Marking notes. 1 mark — explicit r = 0.006 and n = 36. 1 mark — correct final balance to nearest cent. 1 mark — correct interest. A common error is using r = 0.072 and n = 36 (mismatched units), which gives a wildly incorrect figure — 0/2 for the calculation portion.
1.3 — Simple vs compound at 6.0% on $20,000 (4 marks)
Sample response. (a)/(b) P (simple, 10 yr): A = 20,000(1 + 0.06 × 10) = 20,000 × 1.60 = $32,000.00. Q (compound annually, 10 yr): A = 20,000(1.06)¹⁰ = 20,000 × 1.790847 = $35,816.95. Difference = Q − P = $3,816.95 in favour of Q. (c) Test successive n: at n = 1, P = $21,200, Q = $21,200 (equal); for any n ≥ 2, (1.06)ⁿ exceeds 1 + 0.06n because the binomial expansion of (1.06)ⁿ has positive higher-order terms. So Q exceeds P for the first time at n = 2 years (Q = $22,472 vs P = $22,400).
Marking notes. 1 mark — correct P final value. 1 mark — correct Q final value. 1 mark — correct dollar difference, in favour of Q. 1 mark — correct first year Q wins (n = 2) with a one-line justification. Common error: students claim "Q always exceeds P from n = 1" — but they are equal at n = 1.
2.1 — Three products at 6.0% (7 marks): sample Band-6 response with annotations
Sample Band-6 response.
(a) Final balances after 5 years on $30,000.
Product X (simple). A = 30,000(1 + 0.06 × 5) = 30,000 × 1.30 = $39,000.00. [1 mark]
Product Y (compound annually). A = 30,000(1.06)⁵ = 30,000 × 1.338226 = $40,146.77. [1 mark]
Product Z (compound monthly). r = 0.06/12 = 0.005 per month; n = 5 × 12 = 60. A = 30,000(1.005)⁶⁰ = 30,000 × 1.348850 = $40,465.49. [1 mark]

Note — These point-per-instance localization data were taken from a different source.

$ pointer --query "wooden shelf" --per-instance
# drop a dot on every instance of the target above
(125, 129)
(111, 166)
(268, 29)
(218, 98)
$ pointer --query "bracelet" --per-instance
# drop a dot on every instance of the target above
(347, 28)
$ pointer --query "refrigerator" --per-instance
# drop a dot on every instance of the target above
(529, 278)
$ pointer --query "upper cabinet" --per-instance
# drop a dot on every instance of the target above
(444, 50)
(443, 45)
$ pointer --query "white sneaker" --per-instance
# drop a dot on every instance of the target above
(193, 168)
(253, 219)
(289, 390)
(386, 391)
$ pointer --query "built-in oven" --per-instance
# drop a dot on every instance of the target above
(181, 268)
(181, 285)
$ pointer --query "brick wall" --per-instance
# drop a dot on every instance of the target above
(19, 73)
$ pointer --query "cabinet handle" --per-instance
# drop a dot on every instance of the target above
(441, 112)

(b) Ranking. Z > Y > X. [1 mark]
Justification. Y beats X because each year's interest is added to the principal and itself earns interest the next year — the (1 + r)ⁿ factor exceeds 1 + rn for n ≥ 2 by exactly the higher-order binomial terms. Z beats Y because each annual 6% is split into twelve 0.5% slices that compound on each other within the year, producing extra "interest-on-interest" cycles. [1 mark]
(c) Why "6.0% p.a." alone is not enough. The headline (nominal) rate hides the compounding frequency. Without knowing how often interest is added, you cannot compute the actual annual return — Product Z's true effective rate is (1 + 0.06/12)¹² − 1 ≈ 6.17%, not 6.00%. A fair comparison requires either (i) the effective annual rate, or (ii) the rate-period-matched calculation r/n and nt — both of which respect the critical rule that r and n must share the same time unit. [2 marks]
Total: 7/7.
Band descriptors for marker.
Band 3: Two of three balances correct, no ranking justification or only restates rather than explains. ≈ 2-3 marks.

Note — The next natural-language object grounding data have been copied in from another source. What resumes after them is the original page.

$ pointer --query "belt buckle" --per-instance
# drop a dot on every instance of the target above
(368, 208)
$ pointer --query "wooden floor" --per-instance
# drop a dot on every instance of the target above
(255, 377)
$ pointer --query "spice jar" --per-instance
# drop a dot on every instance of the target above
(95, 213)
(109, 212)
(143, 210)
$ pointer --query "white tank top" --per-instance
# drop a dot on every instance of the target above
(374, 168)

Band 4: All three balances correct, correct ranking but justification is vague ("compound is better"). ≈ 4-5 marks.
Band 5: Correct calculations and ranking with a structural justification (mentions (1+r)ⁿ vs 1+rn or the compounding-frequency effect). Part (c) restates rather than connects to nominal vs effective. ≈ 5-6 marks.
Band 6: Full calculations to the cent, ranking justified by formula structure, and part (c) explicitly references the rate-period matching rule and/or the effective annual rate concept with a numeric illustration. 7/7.